In Defensive Security 172, Jerry and Andrew discuss a paper from the Oxford Press’ Journal of Cyber Security (http://cybersecurity.oxfordjournals.org/content/early/2016/08/08/cybsec.tyw001). This paper “seeks to examine the composition and costs of cyber events, and attempts to address whether or not there exist incentives for firms to improve their security practices and reduce the risk of attack.” Unfortunately, the hosts focuses their conversation on the average cost of a breach, which comes up short for several reasons.
Immediately, what constitutes a breach in that case? The paper defines their dataset as
“12 000 cyber events that include data breaches, security incidents, privacy violations, and phishing crimes”. But the stats cited in the podcast were from the section on data breaches. However, this doesn’t come through in the discussion, leaving the listener thinking about Yahoo! and Sony and Swift and Ukraine SCADA attacks and not about that time someone in HR lost their laptop or accidentally threw away a recall roster instead of shredding it.
When computing its stats on data breaches, the paper defines data breaches as “The unintentional disclosure of personally identifiable information (PII) stemming from loss or theft of digital or printed information.” This is still quite a broad category. It’s like asking the average price of food, and then scanning every item in the grocery store to get a total cost and dividing by the number of items scanned. There are just too many variables for that to be a useful measure, at least on its own.
And while the average cost isn’t the main point of the paper, it is what the podcast discussion focused on, as it does all too often. So what do we do with this number? I would suggest that much like car crashes, where the majority are small and not that costly, but the big ones will put the entire value of the car at risk, breaches are something where you must prepare for the bad ones, even if the smaller incidents are more frequent. That first starts with understand what you have that’s at risk. Who would want to take what from you?
The hosts brought up that the average breach costs 0.4% of annual budget on a breach, and then the red herring that that’s the same as the average company spends on security. One of the hosts asked something to like “many of you are thinking why don’t we just cut the security budget and spend it on the breach recovery”. Only if those many don’t have a basic understanding of cause and effect. What would be interesting to study would be the impact of spending more or less on rate and severity of breach. If you spend X less dollars, how many more breaches do you have, and how does the cost of each of those change? That’s what a business leader needs to figure out to determine how to appropriately spend money. Andrew does point out that spend doesn’t always translate to security. It’s easy to throw money away any not get return. Things like culture and investing in people in the right way is certainly the ideal variable here, but that’s also much harder to measure.

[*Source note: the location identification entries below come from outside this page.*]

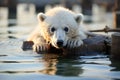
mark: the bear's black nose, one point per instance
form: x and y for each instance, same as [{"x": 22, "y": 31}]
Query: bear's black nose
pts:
[{"x": 60, "y": 43}]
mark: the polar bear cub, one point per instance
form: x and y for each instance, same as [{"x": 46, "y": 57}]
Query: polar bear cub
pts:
[{"x": 59, "y": 27}]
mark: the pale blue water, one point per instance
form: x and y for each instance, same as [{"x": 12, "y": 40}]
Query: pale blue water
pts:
[{"x": 16, "y": 64}]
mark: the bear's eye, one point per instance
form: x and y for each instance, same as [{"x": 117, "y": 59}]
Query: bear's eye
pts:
[
  {"x": 52, "y": 29},
  {"x": 66, "y": 29}
]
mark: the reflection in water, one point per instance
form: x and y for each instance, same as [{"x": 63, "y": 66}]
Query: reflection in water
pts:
[{"x": 60, "y": 66}]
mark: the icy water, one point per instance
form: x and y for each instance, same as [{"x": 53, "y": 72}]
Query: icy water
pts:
[{"x": 16, "y": 64}]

Overall this research is interesting. But we need to resist the temptation to sit back and just look at numbers like average cost of breach, because they don’t actually tell us as much as it feels like they should. This is not to pick on Andrew and Jerry, but rather to point out a discussion that has gone away from useful in a manner that happens all too frequently. And in a world where security is still trying to find its way into the boardroom conversation, it’s important to focus the conversation on useful measures.